Она безошибочно достала из лежащих как бы в беспорядке треугольничков нужный, раскрыла и стала читать: «Родная! Наконец-то настала короткая передышка, и я могу тебе написать. Бои идут на... (вычеркнуто цензурой) направлении. На нас все время обрушивается даже не дождь, ливень огня. Хочется зарыться в землю, и поглубже. Умом понимаю – нельзя поддаваться страху, а то конец. В самые страшные минуты вспоминаю тебя. То есть, я помню тебя всегда, но в такие минуты – особенно. Твоя любовь со мной, она помогает мне одолеть страх. И тогда приходит ненависть. Да-да, ненависть, без которой я не смог бы воевать и убивать. Но я не хочу об этом. Хочу о нас с тобой. Вспомни – мы любили друг друга считанные часы и минуты, и даже не успели произнести слово «люблю». А может, оно тогда специально спряталась, чтобы сейчас зазвучало во мне с удвоенной силой. Родная, я знаю, в тылу сейчас очень нелегко. Пожалуйста, береги себя. Передай привет моей, нет, нашей скрипочке. Даже если удается между боями немного поспать, я слышу ее голос и твой...»

– Мне в ту минуту хотелось взлететь от счастья. Жив, жив, жив! Схватила перо с чернильницей, бумагу. «Единственный! Ты слышишь меня? А в самом деле? Неужели в те часы, нет, в те мгновенья мы ни разу не произнесли это слово? Может быть... Ведь любовь окутала нас, мы ею дышали. А сейчас, когда между нами безумные расстояния – все мое существо кричит: «Люблю, люблю тебя!» За меня не волнуйся. Работаю, не могу сказать где, военная тайна. Но самое главное – чтобы мы ни делали – все для фронта, все для победы. А я есть и всегда буду только твоей».
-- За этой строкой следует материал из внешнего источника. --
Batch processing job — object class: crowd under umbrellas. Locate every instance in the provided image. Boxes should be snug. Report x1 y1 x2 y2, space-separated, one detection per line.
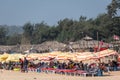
0 36 118 77
2 50 117 76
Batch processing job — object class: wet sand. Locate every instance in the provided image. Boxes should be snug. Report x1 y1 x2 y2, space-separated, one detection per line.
0 70 120 80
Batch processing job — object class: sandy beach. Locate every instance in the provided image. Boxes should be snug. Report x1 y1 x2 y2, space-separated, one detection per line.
0 70 120 80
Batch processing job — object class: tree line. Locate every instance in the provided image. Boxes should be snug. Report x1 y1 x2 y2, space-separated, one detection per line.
0 0 120 45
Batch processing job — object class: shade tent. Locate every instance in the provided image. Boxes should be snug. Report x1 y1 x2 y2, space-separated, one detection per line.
0 49 118 62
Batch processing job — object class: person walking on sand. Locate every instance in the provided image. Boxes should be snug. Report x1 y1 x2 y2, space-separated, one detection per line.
23 57 28 72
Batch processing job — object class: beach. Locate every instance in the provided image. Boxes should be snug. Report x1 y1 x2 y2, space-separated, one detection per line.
0 70 120 80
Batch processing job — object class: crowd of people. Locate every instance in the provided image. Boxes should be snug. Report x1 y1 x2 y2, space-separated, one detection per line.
0 57 119 75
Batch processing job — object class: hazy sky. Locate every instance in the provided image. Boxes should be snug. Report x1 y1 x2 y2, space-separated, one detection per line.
0 0 111 26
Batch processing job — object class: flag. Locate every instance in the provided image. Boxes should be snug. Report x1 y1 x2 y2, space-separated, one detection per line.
113 35 120 40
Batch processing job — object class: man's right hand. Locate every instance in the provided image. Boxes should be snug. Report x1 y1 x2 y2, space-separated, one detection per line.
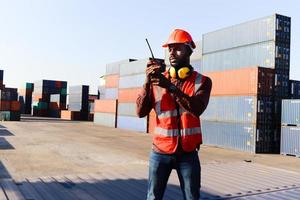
146 60 161 83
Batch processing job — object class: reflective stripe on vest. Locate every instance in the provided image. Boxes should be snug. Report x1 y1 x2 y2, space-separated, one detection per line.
155 127 201 137
155 101 185 119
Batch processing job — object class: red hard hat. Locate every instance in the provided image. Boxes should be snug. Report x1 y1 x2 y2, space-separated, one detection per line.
163 29 196 49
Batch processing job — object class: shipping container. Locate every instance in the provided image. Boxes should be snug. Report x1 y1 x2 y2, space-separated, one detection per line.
200 41 275 73
190 60 202 72
119 72 146 89
117 115 148 133
204 67 274 96
94 99 117 113
118 103 137 117
98 85 106 99
100 88 118 99
201 96 274 124
281 99 300 126
105 74 119 88
201 120 275 153
201 120 256 153
105 59 135 75
0 87 18 101
94 112 117 128
120 58 164 78
280 126 300 157
202 14 291 54
289 80 300 99
118 87 142 103
69 85 89 112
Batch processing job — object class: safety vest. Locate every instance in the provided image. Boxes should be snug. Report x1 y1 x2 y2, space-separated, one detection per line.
153 71 205 154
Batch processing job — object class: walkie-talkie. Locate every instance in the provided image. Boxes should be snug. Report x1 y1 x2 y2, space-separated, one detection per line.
146 38 166 73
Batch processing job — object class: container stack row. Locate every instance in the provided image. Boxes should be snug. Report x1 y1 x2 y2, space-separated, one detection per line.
0 70 21 121
200 14 291 153
117 59 148 133
32 80 67 117
280 99 300 157
61 85 90 121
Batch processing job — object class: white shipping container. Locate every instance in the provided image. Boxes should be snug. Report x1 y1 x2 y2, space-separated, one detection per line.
118 103 137 117
119 72 146 88
120 59 149 77
100 88 118 99
94 113 116 128
200 41 275 72
202 15 276 54
117 115 147 133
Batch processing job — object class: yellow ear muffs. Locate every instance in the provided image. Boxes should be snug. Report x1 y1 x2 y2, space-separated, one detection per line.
169 67 176 78
177 67 190 79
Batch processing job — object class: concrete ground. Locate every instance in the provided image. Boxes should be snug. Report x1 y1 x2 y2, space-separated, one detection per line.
0 119 300 179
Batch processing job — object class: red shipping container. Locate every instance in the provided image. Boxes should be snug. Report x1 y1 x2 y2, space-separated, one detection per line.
10 101 21 111
94 99 118 113
49 102 59 110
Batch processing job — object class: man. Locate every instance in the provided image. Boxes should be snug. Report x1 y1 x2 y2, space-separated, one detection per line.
136 29 212 200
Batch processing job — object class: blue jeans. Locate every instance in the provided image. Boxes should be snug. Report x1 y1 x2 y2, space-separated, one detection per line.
147 151 201 200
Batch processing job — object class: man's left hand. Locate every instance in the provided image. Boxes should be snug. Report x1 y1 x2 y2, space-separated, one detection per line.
150 73 172 89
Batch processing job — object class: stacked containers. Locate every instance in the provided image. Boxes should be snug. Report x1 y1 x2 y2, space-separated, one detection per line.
25 83 34 114
18 88 26 114
280 99 300 157
100 59 134 100
89 94 99 121
94 59 135 127
94 99 118 128
201 66 274 153
0 87 21 121
289 80 300 99
69 85 89 120
117 59 149 132
48 94 60 118
200 14 290 152
32 80 67 117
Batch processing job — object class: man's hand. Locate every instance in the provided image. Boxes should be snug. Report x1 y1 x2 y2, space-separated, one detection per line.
150 73 172 89
146 60 161 83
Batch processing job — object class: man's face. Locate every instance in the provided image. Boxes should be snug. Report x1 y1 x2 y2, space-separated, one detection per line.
169 44 190 68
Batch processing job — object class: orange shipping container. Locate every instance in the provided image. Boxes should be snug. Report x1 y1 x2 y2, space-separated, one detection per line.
105 75 119 88
32 94 42 101
10 101 21 111
204 66 275 96
49 102 59 110
118 88 142 103
94 99 117 113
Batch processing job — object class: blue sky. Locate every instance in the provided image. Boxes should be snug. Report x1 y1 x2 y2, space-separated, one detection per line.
0 0 300 93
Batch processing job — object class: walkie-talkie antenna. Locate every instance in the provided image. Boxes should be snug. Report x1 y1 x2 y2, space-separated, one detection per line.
146 38 155 60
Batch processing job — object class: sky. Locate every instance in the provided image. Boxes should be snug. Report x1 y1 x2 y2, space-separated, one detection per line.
0 0 300 93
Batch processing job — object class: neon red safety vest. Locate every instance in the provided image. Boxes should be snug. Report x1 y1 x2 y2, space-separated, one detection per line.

Я подошла к скрипке. Она светилась радостью. Это только кажется, что скрипка – всего лишь инструмент из дерева и струн. В ее сердцевине – душа. Она все чувствует. Все понимает. В самом деле, в те минуты я как бы услышала ее голос. Радостный и нежный.


* * *

 Звонок.

– Слушаю. Ну, ты же знаешь. Я, конечно, буду на торжественном собрании. Да, тоже буду чествовать наших ветеранов. Банкет? На банкете будете веселиться без меня. Почему? Ох, каждый год все достают меня этим вопросом. Каждый год! Да, есть причина. Какая? Ну, милая, не будем этого касаться, хорошо? Что? Мой муж? Много интересных женщин будет на банкете, а он без меня? (Смеется.) Уведут, говоришь? Нет, не боюсь. Ни капельки. Да, уверена. Ну, пока.

* * *

Раз в неделю я бывала у его родителей. Старалась их подбодрить. Мы жили от одного его письма до другого. Однажды от него ничего не было почти три месяца. Гнали от себя плохие мысли. Наконец получила долгожданный треугольничек. Вот этот. «Родная! Прежде всего, огромное тебе спасибо, за то, что приходишь и поддерживаешь моих стариков. И потому люблю тебя еще больше, если это только возможно. Ты все время спрашиваешь, как я себя чувствую, как мне воюется. Отвечаю. Нормально. Не переживай. Нормальные фронтовые будни. В коротких передышках между боями хороним погибших. И еще мечтаем поесть и поспать. Зима стоит страшная. У меня совсем прохудилась обувь. После последнего боя ко мне подошел наш комвзвода. «Иди – говорит – к Ковалеву, пока его не похоронили. Он новобранец, прибыл в новом обмундировании. Я заметил у него новые ботинки». Я не пошел – побежал. И пока рыли братскую могилу, снял с его ног его новые ботинки. Они мне почти подошли. Теперь обморожение мне не грозит. Моя надежда на то, что нашим детям и внукам никогда не придется делать то, что приходится делать мне».

* * *

Звонок.

– Слушаю. О, Антошка, внучок мой милый. Как хорошо, что ты позвонил... Конечно, волнуюсь вместе с тобой, ведь подготовка к конкурсу такого масштаба – нешуточное дело. Но я верю в тебя. Верю абсолютно. Сейчас, думаю, тебе надо отдохнуть. Что? Ты совсем не устал? Что-что? Скажи, пожалуйста, еще раз. Только медленно.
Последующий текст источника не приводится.